Step 6 — Submit the job and watch the lifecycle.

az ml job create --file job.yml --stream -g $RG -w $WS
# Status marches: Queued → Preparing (first image build, slow) → Running → Completed

Expected: the logs print train_accuracy: ~0.97, and the job ends Completed. The first run is slow because it builds the environment image into ACR; a second submission starts far faster.

Step 7 — Confirm the cluster scaled back to zero.

az ml compute show -n cpu-cluster -g $RG -w $WS \
  --query "{state:provisioning_state, current:current_node_count}" -o table
# After idle timeout, current node count returns to 0 — no idle bill.

Validation checklist. You created a workspace (step 2) and saw its four backing resources appear, proving the control plane provisions them for you. You created a min_instances 0 cluster (step 3) — compute that is rented and scales to zero. You pinned an environment (step 4) — reproducibility as a versioned image plus deps. You submitted a command job (step 6) that tied data, environment, compute and MLflow logging into one run. And you watched the cluster return to zero nodes (step 7) — idle cost controllable by design. That is the full loop in miniature.

Cleanup (stop all charges).

az group delete -n $RG --yes --no-wait

Cost note.

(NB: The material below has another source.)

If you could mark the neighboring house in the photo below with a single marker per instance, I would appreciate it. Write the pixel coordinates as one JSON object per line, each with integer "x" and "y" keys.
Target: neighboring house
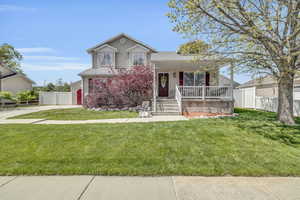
{"x": 14, "y": 82}
{"x": 180, "y": 85}
{"x": 267, "y": 86}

Everything here is CPU and scale-to-zero; an hour of this lab is a few rupees at most, and deleting the resource group removes the workspace and all four backing resources.

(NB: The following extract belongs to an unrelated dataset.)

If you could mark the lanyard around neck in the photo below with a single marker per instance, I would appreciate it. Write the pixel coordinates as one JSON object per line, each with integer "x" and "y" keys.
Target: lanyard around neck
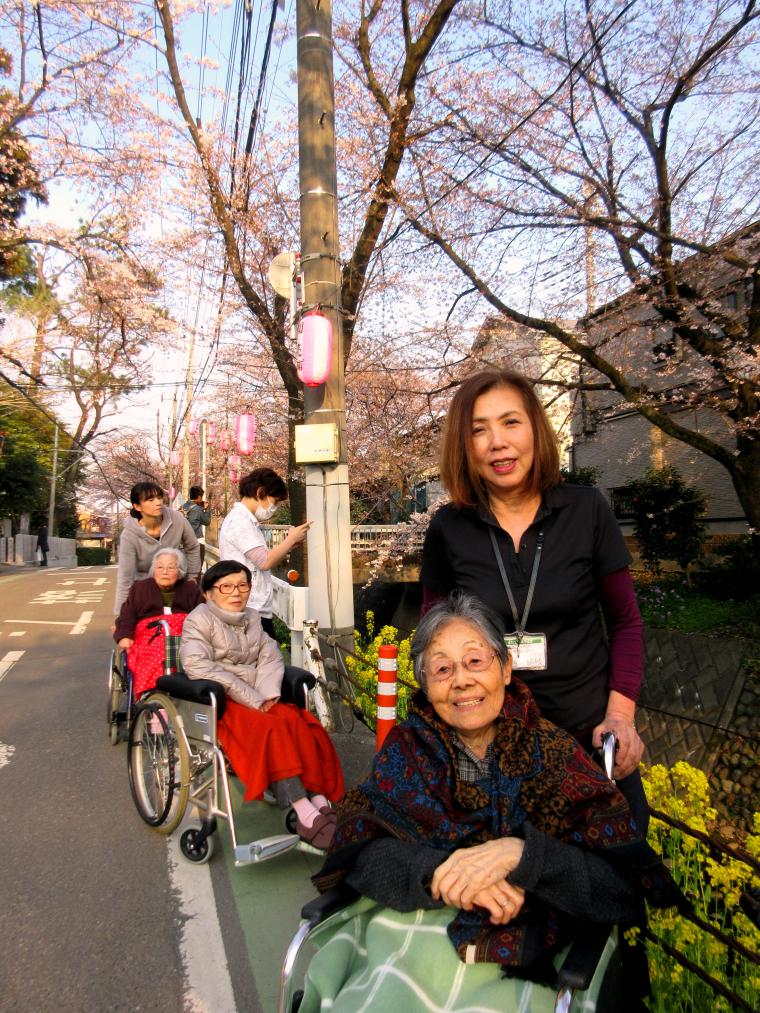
{"x": 519, "y": 624}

Common mistakes & troubleshooting

The first-week failure modes are predictable, and almost all of them are configuration, not code. Symptom → root cause → how to confirm → fix:

#	Symptom	Root cause	Confirm (exact cmd / path)	Fix
1	Job stuck in Queued forever	Asked for more nodes than vCPU quota allows	`az ml compute show -n <cluster> --query maxNodeCount`; quota in portal → Usage + quotas	Raise quota or lower `max_instances`
2	Job fails in Preparing with build errors	Bad/conflicting conda/pip deps in the environment	Read the image build log in the job’s Outputs+logs	Pin compatible versions; rebuild env
3	Job fails reading data: Access denied	Workspace managed identity lacks RBAC on the storage	`az role assignment list --assignee <ws-mi> --scope <storage>`	Grant `Storage Blob Data Reader/Contributor`
4	Surprise bill on a quiet week	Compute instance left running or cluster `min_instances > 0`	`az ml compute list -o table`; check `current_node_count`	Idle-shutdown on instance; set `min_instances 0`
5	“It worked yesterday” — different result	Unpinned environment / `latest` tag drifted	Diff the env version on the two jobs	Pin every package; reference `env:<version>`
6	No metrics show up for a run	Script didn’t log via MLflow	Check job Outputs+logs for any `log_metric` call	Add `mlflow.log_metric(...)` / `autolog()`
7	Can’t create a GPU cluster at all	GPU quota is zero in that region/subscription	Portal → Usage + quotas → filter the NC/ND family	Request GPU quota, or pick a region that has it
8	Data asset path points at nothing	Wrong datastore path or version	`az ml data show -n <asset> --version <v>`	Fix the `azureml://datastores/...` path
9	Workspace create fails on networking	Public access blocked but private endpoints not set up	Workspace networking blade	Configure PE + private DNS, or allow public for dev
10	Job can’t pull image	ACR access or the image build never completed	Check ACR exists; re-run to trigger build	Ensure workspace MI can pull from ACR

The two that bite hardest, expanded:

Job stuck in Queued (quota). A cluster cannot scale past your subscription’s vCPU quota for that VM family, especially GPU families which often start at zero. The job isn’t broken — there’s simply no node to give it. Confirm in the portal under Usage + quotas (filter to the NC/ND family and your region); fix by submitting a quota-increase request or by lowering max_instances to fit what you have.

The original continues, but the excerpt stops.